Japan’s Diet OKs Immigration Law Revision

The Yomiuri Shimbun
The bereaved family of Sri Lankan detainee Wishma Sandamali and others speaks, after the Diet enacted a bill Friday to revise the immigration control and refugee recognition law, in Chiyoda Ward, Tokyo, on Friday.

TOKYO (Jiji Press) — The Diet, Japan’s parliament, enacted a bill Friday to revise the immigration control and refugee recognition law to enable authorities to deport under certain conditions foreign nationals seeking refugee status in Japan.

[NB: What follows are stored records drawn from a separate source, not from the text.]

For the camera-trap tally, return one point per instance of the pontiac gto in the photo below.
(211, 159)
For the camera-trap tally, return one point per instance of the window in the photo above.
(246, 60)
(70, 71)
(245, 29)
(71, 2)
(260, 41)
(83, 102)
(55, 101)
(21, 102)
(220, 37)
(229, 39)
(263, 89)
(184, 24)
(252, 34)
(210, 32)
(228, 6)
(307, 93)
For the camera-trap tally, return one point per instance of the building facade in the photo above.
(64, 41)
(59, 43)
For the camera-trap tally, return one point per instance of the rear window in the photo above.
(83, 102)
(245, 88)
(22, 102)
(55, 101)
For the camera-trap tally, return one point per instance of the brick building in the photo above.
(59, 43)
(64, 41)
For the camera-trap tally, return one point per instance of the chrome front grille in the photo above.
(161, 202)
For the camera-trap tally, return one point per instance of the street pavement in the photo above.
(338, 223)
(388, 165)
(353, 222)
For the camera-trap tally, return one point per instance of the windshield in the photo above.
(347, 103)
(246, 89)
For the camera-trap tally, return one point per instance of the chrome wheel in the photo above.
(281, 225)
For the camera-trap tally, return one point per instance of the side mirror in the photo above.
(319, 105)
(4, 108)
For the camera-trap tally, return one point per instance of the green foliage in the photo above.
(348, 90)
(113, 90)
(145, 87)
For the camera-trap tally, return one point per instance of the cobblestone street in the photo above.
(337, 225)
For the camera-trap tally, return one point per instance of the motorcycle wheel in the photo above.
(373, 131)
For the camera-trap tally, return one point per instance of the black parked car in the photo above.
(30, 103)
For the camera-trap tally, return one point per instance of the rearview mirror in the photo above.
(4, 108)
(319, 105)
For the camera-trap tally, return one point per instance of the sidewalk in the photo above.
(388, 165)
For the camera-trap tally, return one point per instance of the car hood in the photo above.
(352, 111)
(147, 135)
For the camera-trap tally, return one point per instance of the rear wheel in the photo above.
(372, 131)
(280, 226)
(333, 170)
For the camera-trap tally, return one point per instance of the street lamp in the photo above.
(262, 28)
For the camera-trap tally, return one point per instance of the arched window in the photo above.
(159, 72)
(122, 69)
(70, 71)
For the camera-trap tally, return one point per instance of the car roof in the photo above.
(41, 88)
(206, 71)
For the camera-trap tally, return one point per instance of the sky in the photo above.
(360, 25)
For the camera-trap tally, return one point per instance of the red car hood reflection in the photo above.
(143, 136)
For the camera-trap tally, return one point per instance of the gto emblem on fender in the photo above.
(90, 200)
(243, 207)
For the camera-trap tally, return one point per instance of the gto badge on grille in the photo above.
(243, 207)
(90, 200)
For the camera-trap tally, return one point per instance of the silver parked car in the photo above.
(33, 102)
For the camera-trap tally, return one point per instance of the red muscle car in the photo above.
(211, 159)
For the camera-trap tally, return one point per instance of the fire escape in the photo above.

The bill was approved at a plenary meeting of the House of Councillors, the upper chamber of the Diet, by a majority vote with support from the ruling Liberal Democratic Party, its coalition partner, Komeito, and opposition forces Nippon Ishin no Kai (Japan Innovation Party) and the Democratic Party for the People.

The revised law will create an exception to a rule that suspends the deportation of illegal stayers whose applications for refugee status are being processed.

The exception will allow the deportation of such foreigners if they have applied for refugee status three or more times and if they cannot give a proper reason why they should be recognized as refugees.

The current law has no limit to the number of times foreign nationals can apply for refugee status. The government considers it problematic that some applicants repeatedly file for the status to avoid deportation.

The revised law will introduce a supervisory system to allow refugee status seekers to live outside immigration facilities before being deported, on condition that they are supervised by relatives or supporters.

Whether to allow detained foreigners to live outside facilities under the supervisory system will be considered every three months.